Family Plan is a 2005 American television comedy film directed by David S. Cass Sr., written by Rick Gitelson, and starring Tori Spelling and Greg Germann. It filmed in Los Angeles by Mat IV Productions in association with Alpine Media and Larry Levinson Productions and was presented by Hallmark Entertainment. It premiered on February 12, 2005 on the Hallmark Channel, as part of their Valentine's Day celebration. This is the feature film debut of Chloë Grace Moretz.

==Plot==
Charlie works for a company that is taken over by Walcott, who believes family values are a priority.
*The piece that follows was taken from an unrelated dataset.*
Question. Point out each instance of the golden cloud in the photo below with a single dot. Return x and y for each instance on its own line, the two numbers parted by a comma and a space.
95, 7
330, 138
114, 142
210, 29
Career-driven Charlie does a little fibbing when under the pressure of Walcott's standards, and believes she's in the clear. But when Walcott invites himself over for dinner, she borrows her friend's house and daughter and hires actor Buck to play her husband for the evening. The one-night "act" turns into a full-time gig when her boss decides to rent the house next door for the summer, forcing Charlie and Buck to stay together in the fake lifestyle she created.

==Cast==
- Tori Spelling as Charlie
  - Chloë Grace Moretz as Young Charlie
- Greg Germann as Walcott
- Jordan Bridges as Buck
- Kali Rocha as Stacy
- Kate Vernon as Victoria
- Jon Polito as Gold
- Christopher Cass as Troy
- Abigail Breslin as Nicole

==Reception==
Hal Erickson from All Movie Guide wrote: "Family Plan will probably seem a breath of fresh air to anyone who hasn't seen such movies as Picture Perfect and Good Neighbor Sam, or who can't remember the mid-1960s TV sitcom Occasional Wife." The movie premiered with a 1.4 household rating and was viewed by more than 1.9 million unduplicated viewers. It was also part of Hallmark Channel's third-highest day to date, and was ranked among the top 10 in the time period for household rating (#10).